How Gardening Heals Me

Well I suppose it was only a matter of time before my 2 blogs conjoined but I didn’t think it would happen in the same week I started them both. I’m writing here about my health and in the other about gardening and here they come together in a post about how my gardening is good for my health. It makes sense I suppose since it’s so much of my life. Perhaps the two most crucial factors in my existence except for my partner and our relationship. My relations with Gardening go back to my childhood tho so do my illnesses, some of the most significant ones that is. I’ve had Asthma since I was born. Literally. They put me in an incubator at birth so I could breathe and gave me medicine from the get go. And I can look back and see how the Bipolar Disorder has affected my whole life, from the time I was a small child even. So here they come together in a post that will tell you a bit about how it’s worked for me to garden so long and so faithfully, and not so faithfully and how that’s impacted me.

In many meditation classes they teach you that a very important part of learning to meditate is learning to “ground” as they call it. It means being able to connect with the earth and put your energy in synch with that of the planet we live on. Out of which our bodies are made. It’s not just a metaphorical expression. It’s a literal one for me. Grounding for me is literally putting my hands in the soil and getting dirt all over them. It’s diving into the realm of earthworms and compost and the decay of organisms and the regeneration that comes out of that mix. It’s a primal instinct to stick our hands in the dirt and mothers are always fighting their children to keep them from getting dirty. But I’d say that there have been enough studies to show that we’re depriving our children of something instinctive when we keep them out of the dirt. It’s been focused on bacteria that may help us keep our bodies free of disease but I think it’s more than that. It’s the primal connection we’re missing out on and keeping our children from experiencing.

I’ve put my hands in the dirt for as long as I can remember. Before I was actually gardening I was building in the dirt and making waterways where I could play with the runoff of the water as it flowed over the soil in patterns I loved. At some point I started to work with my mom and dad in the garden and help maintain it. I learned to plant and prune and to weed and hoe and all those other things we hate when we’re kids but I didn’t hate them. Well maybe the weeding I did some. But I loved the gardening and started  landscaping at an early age, something I’d develop into a profession as I grew older and went to college and studied Ornamental Horticulture and Landscape Design. I worked in Nurseries and had my own businesses for well over 20 years making gardens for other people, including my parents where I could experiment and play with my ideas. I did this in  my work too of course but I got paid for that and had to accede to the wishes of my clients. I wanted to do my own thing of course and I often was able to even in business.

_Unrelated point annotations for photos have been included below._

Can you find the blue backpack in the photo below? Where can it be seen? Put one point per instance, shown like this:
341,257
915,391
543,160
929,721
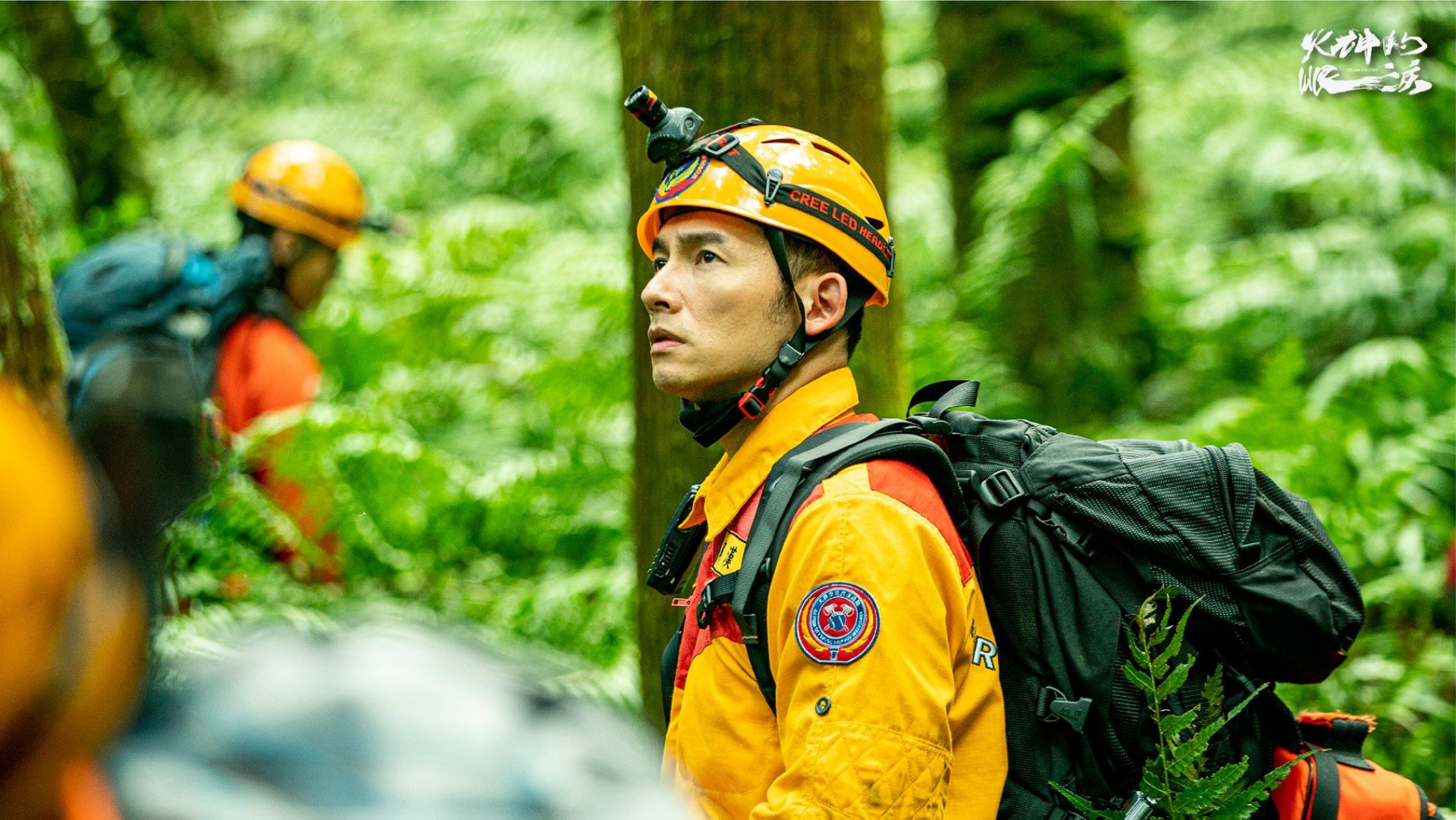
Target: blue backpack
155,297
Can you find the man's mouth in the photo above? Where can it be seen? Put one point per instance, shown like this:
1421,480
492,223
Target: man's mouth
661,340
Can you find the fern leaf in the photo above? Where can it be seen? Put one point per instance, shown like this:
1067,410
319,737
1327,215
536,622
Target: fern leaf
1138,677
1175,679
1174,726
1213,695
1207,793
1175,646
1199,743
1244,804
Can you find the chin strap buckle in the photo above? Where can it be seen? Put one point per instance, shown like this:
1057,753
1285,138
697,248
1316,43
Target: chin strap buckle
770,188
753,402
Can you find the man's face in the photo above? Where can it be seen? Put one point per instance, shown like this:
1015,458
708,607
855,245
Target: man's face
715,306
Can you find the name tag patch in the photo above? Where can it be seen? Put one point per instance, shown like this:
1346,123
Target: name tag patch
837,624
730,555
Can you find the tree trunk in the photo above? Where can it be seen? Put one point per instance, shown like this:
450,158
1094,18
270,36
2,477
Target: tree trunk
31,341
1072,328
814,66
89,115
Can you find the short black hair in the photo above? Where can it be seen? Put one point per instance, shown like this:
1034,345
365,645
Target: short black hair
808,256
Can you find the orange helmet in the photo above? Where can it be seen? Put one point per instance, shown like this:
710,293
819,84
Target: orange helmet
811,188
303,187
72,617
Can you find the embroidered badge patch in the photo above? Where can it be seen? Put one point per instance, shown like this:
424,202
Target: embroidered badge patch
837,624
680,178
730,555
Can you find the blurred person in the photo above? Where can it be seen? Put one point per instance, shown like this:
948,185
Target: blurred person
384,721
232,313
767,242
72,628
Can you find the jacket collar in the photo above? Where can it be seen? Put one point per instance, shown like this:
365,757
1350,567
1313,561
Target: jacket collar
736,478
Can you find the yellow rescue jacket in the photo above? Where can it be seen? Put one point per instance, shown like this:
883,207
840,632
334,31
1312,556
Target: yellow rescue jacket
889,704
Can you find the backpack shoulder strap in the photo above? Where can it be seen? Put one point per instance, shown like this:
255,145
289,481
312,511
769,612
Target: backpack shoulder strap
789,484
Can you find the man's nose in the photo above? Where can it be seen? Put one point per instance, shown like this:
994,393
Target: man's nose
660,294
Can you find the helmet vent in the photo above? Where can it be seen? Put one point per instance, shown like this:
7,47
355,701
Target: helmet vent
832,152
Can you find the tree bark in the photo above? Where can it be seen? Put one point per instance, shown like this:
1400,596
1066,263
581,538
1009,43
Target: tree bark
814,66
91,120
1074,327
31,341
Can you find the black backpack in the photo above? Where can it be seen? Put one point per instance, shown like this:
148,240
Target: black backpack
1069,536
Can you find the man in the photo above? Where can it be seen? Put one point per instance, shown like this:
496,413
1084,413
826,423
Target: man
226,318
72,627
767,240
306,203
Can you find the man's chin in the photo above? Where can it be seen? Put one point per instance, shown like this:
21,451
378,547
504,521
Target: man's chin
693,391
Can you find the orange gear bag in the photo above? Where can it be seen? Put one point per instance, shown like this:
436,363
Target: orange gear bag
1337,783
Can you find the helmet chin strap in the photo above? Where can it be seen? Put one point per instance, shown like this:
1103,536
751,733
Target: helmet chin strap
711,421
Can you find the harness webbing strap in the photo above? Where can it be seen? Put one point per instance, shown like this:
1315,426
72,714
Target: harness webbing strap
1324,803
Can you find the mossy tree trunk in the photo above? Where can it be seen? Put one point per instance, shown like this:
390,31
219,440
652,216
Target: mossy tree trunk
1072,328
816,66
91,120
31,341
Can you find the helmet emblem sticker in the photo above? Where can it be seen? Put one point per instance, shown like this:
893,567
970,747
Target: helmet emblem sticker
837,624
680,178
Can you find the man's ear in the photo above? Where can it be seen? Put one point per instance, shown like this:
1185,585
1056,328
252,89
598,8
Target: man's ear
824,297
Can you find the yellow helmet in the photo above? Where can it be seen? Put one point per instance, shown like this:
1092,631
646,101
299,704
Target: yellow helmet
72,618
810,187
303,187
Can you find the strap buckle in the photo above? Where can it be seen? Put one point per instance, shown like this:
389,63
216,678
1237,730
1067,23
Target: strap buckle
770,188
1001,490
1053,705
748,404
718,146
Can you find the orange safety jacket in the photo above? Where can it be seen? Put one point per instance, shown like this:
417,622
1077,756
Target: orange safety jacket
903,717
262,366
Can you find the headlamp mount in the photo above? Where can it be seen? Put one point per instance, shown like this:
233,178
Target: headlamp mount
670,130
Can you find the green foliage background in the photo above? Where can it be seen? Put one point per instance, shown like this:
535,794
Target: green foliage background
476,419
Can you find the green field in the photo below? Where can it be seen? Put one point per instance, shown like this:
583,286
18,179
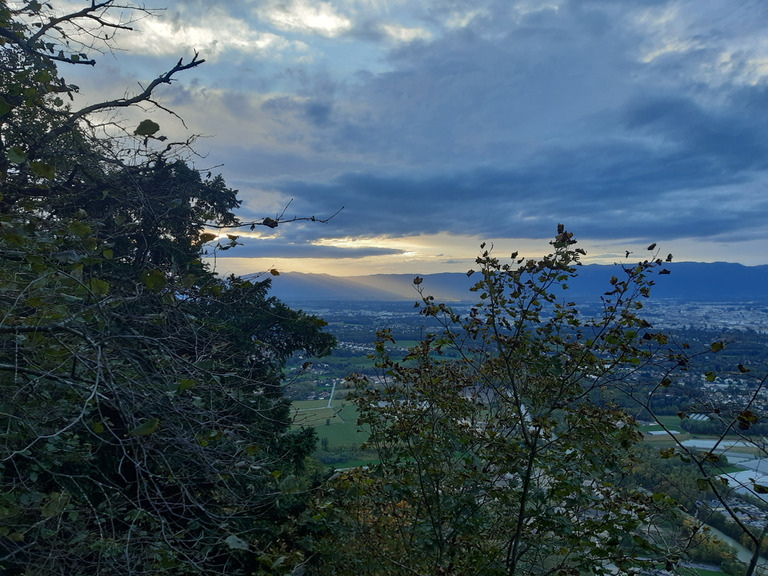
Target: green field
338,424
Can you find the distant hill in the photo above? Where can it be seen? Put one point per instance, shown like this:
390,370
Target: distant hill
717,281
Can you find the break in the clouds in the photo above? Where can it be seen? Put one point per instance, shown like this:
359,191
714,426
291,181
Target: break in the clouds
643,120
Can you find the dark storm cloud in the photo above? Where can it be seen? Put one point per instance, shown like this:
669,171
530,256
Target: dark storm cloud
645,118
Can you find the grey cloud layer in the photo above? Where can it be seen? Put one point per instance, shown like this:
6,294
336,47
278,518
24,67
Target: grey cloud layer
645,118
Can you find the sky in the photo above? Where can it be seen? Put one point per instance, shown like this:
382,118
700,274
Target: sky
441,124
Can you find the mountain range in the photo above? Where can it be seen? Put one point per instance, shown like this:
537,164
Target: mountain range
718,281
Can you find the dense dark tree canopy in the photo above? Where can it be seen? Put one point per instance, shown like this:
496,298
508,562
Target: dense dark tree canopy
144,427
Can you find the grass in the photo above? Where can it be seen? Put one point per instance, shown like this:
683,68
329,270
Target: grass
338,424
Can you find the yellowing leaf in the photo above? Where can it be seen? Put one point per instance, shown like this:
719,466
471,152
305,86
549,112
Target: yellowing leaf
146,128
146,428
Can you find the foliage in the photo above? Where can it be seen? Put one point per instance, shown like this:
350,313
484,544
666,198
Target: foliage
494,456
144,426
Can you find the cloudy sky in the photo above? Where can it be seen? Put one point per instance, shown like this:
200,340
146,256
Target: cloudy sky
439,124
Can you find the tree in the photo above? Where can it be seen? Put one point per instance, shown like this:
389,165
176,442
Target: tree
737,422
500,449
144,426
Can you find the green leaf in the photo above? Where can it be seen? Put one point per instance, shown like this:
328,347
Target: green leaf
236,543
55,505
154,280
146,428
99,287
43,170
146,128
16,155
80,229
185,384
760,489
4,107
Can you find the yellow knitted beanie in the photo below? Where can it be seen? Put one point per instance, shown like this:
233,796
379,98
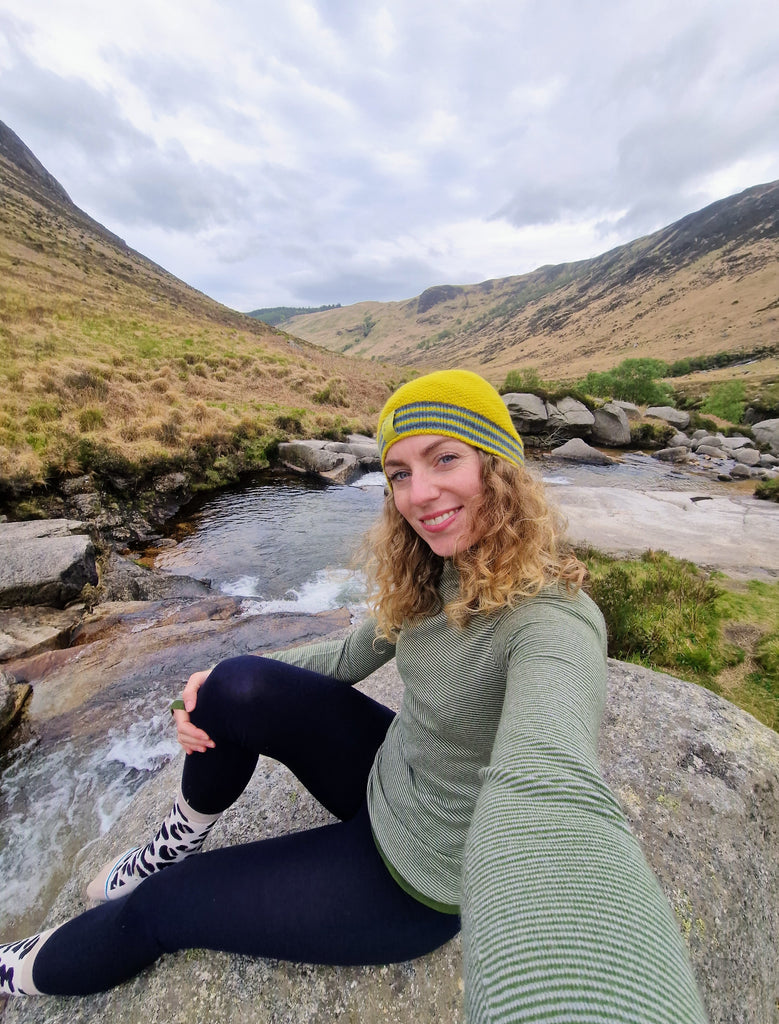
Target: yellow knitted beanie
455,403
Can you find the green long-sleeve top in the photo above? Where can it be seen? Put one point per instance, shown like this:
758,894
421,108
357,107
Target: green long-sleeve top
486,794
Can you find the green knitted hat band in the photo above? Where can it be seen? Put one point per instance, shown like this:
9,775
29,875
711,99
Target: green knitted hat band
449,421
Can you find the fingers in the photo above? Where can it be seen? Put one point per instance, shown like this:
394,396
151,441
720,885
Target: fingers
192,739
193,683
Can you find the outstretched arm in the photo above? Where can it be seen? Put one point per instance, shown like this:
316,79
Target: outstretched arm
563,920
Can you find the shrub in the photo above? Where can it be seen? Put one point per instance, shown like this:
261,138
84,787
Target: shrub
334,393
726,400
659,611
633,380
768,489
651,435
90,419
45,412
521,380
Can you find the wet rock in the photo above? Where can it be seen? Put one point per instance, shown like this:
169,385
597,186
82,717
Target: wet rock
528,412
631,411
334,461
611,426
734,534
767,432
122,580
710,440
737,441
697,779
577,450
31,630
44,562
711,452
570,416
747,457
13,697
676,417
677,453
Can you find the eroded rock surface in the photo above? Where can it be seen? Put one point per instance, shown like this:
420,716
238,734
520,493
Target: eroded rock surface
698,779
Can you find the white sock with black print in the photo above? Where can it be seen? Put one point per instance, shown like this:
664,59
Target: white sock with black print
182,833
16,961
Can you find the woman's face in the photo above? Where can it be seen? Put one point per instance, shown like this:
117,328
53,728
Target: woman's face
436,486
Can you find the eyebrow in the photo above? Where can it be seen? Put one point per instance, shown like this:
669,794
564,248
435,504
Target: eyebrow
389,461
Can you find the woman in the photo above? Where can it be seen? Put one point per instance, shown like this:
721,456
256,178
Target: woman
481,799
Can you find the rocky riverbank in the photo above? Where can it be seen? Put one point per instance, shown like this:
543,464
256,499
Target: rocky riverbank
696,777
131,513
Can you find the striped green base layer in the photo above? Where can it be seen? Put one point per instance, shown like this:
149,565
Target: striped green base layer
425,900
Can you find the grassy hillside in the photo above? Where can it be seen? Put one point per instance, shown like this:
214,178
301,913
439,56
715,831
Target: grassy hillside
109,363
706,284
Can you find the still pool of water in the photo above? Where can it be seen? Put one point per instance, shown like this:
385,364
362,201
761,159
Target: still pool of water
289,545
284,544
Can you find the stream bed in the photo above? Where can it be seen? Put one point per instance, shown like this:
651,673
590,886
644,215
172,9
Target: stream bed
279,544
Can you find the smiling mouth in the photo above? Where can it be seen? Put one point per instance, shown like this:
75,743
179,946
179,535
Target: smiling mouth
439,520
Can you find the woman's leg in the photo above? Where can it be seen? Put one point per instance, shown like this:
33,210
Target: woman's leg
322,896
326,731
323,730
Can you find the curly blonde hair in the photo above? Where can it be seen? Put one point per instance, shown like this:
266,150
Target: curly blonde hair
517,554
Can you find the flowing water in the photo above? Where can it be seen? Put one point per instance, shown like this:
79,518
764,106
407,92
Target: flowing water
282,544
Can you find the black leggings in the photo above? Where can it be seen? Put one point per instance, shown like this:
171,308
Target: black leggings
320,896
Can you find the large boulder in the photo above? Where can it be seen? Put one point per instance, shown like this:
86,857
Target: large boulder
13,696
697,779
312,457
630,409
339,462
577,450
36,628
44,562
528,412
611,426
747,457
570,416
767,432
676,417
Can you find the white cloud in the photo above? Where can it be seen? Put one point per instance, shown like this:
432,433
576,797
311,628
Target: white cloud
311,152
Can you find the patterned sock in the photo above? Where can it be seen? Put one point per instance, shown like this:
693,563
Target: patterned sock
180,835
16,961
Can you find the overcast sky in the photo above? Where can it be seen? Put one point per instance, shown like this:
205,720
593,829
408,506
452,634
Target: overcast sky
309,152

My story takes a different turn in my late 20s when I started having migraines and was in agony too much of the time and couldn’t work as I had before. I’d gotten a job building logging roads in the high sierra to survive and that was bad for me who had always valued planting trees, not cutting them down. It went against my souls’ journey and it messed me up. I was involved in a serious auto accident that crunched my spine and began a period of disability that continues to this day. I kept landscaping tho I had to hire workers to do things I couldn’t do myself. But I still did it. I even moved back to the mountains in Washington where I was living and tried to homestead in the hills. I tried to create a garden with not enough water and too hard a soil to work and eventually I had a breakdown and my back gave out on me for good. I never again was able to work commercial landscaping. That was in 1988.  Since then I’ve had to work jobs that were indoors and kept me away from the gardens I loved. I couldn’t have access to green ever in the apt. I lived in in the city and I began to get more ill. In 1995 I had a severe breakdown and was diagnosed with the Bipolar Disorder that has plagued me my whole life. Finally I had an answer but it was a curse as well.

Over the next few years I lived alone and in an apt. with no way to garden. I was too disabled even to work a small community garden that was only a 10 x 10 plot of land in the neighborhood. I was sick and failing badly. I couldn’t touch the soil and even tho I went for walks in the neighborhood it wasn’t the same as gardening. This went on for several years until I met my current partner and in time moved into a home with him and had a chance to garden again. Here I’ve created my garden again. Here I have my Botanical Garden that allows me to collect the plants I love and to put my hands into the soil whenever I feel the need and to ground myself and get back to the earth in a real way and live fully and completely again.

I’m not cured or anything, I probably never will be,  don’t think that. I still suffer a lot and I’m in pain all the time, Especially when I garden. But it’s so good for me that I do it anyway and it keeps me alive and strong and as healthy as I can be. I have to ask for help when I need it but I do and I find it with my partner and friends. You can read about this aspect of my life in my other blog: Gardening in Greenwood, and I’ll continue this story there. But this will give you a sketch of my life as a gardener and why it’s so important for me to dig in the dirt and heal myself with the planet we live on. It’s a real thing and getting dirty is essential to us all if we want to live good lives and be healthy. So do it. Get dirty and feel the soil in your hands and let it heal you. That’s all I can say for now.